In an era when oral drugs are increasingly becoming a part of our approach to care for patients with cancer, adherence to prescribed therapy is essential. Yet the statistics cited by Dr Hansen are a stark reminder that despite our best intentions, cancer patients do not and will not always take oral medications the way in which they are directed. For the clinician, this poses a challenge as to how best to confront this troublesome issue in order to improve outcomes for the patients entrusted to our care. The details of such an effort may vary from cancer center to cancer center. While there is no clear recipe for success, what follows are some practice-based suggestions for improving adherence to oral medications.
First, healthcare providers must be suitably engaged with their patients so as to identify factors that have commonly been associated with poor medication adherence. These issues include medication cost, complexity of treatment regimen, poor communication between healthcare provider and patient, significant requirement for change of lifestyle or behavior, inadequate or nonexistent support system, history of nonadherence, etc.1,2
Additionally, providers should carefully consider establishing procedures to overcome these common barriers associated with medication nonadherence. In our practice, we have implemented specific strategies for patient education that are intended to address several of the risk factors discussed here and improve compliance. When new oral medications are prescribed, the patient and family are strongly encouraged to be equal participants in medication counseling sessions. During the time spent with the clinical pharmacist, patients are provided with calendars that include times for drug administration and other patient-specific directions. This is done in an effort to simplify complex regimens. If substantial concern exists or a there is a proven history of nonadherence, patients are often provided with pillboxes, which in many cases are initially filled by the pharmacist. Furthermore, we encourage a culture of accountability between the patient and family members or caregivers so that all of the involved parties feel comfortable reporting to our staff any concerns they may have regarding the patient’s care (including adherence issues). Finally, patients are reeducated at each clinic visit about the purpose and goals of any oral medication, directions for use, duration of therapy, and the need for a strong pattern of medication adherence. While we have not conducted an assessment related to adherence to oral cancer therapies, we feel that these steps have been successful in reducing the incidence of poor medication adherence among our patients.

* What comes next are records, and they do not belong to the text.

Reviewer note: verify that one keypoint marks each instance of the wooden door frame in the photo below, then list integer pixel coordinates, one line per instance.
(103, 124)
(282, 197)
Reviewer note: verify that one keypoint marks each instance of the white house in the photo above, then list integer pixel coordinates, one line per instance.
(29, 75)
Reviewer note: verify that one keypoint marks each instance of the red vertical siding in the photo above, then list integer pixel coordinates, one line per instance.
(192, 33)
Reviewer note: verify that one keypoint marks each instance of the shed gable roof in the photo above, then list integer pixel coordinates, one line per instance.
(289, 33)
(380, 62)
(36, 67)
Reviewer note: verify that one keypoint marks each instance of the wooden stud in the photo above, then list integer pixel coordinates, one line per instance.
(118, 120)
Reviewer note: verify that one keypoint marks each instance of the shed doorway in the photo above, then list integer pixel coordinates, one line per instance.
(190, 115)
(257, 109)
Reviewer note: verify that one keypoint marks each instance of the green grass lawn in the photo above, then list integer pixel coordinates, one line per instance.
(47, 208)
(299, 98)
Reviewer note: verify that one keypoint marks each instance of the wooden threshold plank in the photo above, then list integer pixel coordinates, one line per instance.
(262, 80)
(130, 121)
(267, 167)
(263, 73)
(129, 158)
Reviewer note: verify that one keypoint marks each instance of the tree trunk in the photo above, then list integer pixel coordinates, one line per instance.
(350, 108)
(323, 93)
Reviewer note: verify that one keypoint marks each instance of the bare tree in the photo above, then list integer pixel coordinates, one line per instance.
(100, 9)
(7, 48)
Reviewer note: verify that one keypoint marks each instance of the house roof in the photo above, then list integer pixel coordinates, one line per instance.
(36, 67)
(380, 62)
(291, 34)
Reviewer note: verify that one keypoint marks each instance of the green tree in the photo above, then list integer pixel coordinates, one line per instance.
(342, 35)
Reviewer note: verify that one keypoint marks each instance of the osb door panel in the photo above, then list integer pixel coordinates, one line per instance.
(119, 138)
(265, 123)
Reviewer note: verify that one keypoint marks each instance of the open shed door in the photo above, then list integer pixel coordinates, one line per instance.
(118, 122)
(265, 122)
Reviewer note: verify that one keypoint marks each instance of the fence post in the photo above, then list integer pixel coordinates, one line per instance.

Finally, providers should use good clinical judgment when determining the appropriateness of oral therapy. For some malignant diseases, oral medications may be the standard of care (ie, imatinib for chronic myeloid leukemia), and alternative therapies may not offer the same degree of efficacy or quality-of-life maintenance. However, in diseases for which clinical trials have demonstrated similar efficacy between oral and intravenous (IV) therapies, those patients not considered good candidates for oral drugs should be treated with IV formulations. For example, the phase 3 X-ACT trial sought to establish noninferiority of oral capecitabine versus IV fluorouracil for patients with stage III colon cancer. When evaluating disease-free survival, the 2 formulations of drug were determined to be equivalent.3 While a reliable, competent patient may be treated with capecitabine without cause for concern regarding efficacy, those patients for whom concern of nonadherence exists would be better served with IV fluorouracil.
In the future, as the absolute number of oral oncology drugs increases along with the number of disease-related indications for these drugs, providers will be forced to consider mechanisms to increase adherence to these drugs or risk poorer outcomes compared with those previously achieved with standard-of-care IV therapies. As these transitions in care occur, the role of the oncology pharmacist (along with that of physicians and nurses) may shift to one of “gatekeeper,” ensuring that these new oral wonder drugs reach the patients who are most likely to remain adherent and derive benefit. Ultimately, we must remember that absolute compliance can only be ensured when the patient is observed receiving the medication—a task that we can truly monitor only in our infusion rooms with IV therapies. For all other patients, there will always remain the lingering question: “Did our patient take the medication as prescribed?”
- Partridge AH, Avorn J, Wang PS, et al. Adherence to therapy with oral antineoplastic agents. J Natl Cancer Inst. 2002;94:652-661.
- Hohneker J, Shah-Mehta S, Brandt PS. Perspectives on adherence and persistence with oral medications for cancer treatment. J Oncol Pract. 2011;7:65-67.
- Twelves C, Wong A, Nowacki MP, et al. Capecitabine as adjuvant treatment for stage III colon cancer. N Engl J Med. 2005;352:2696-2704.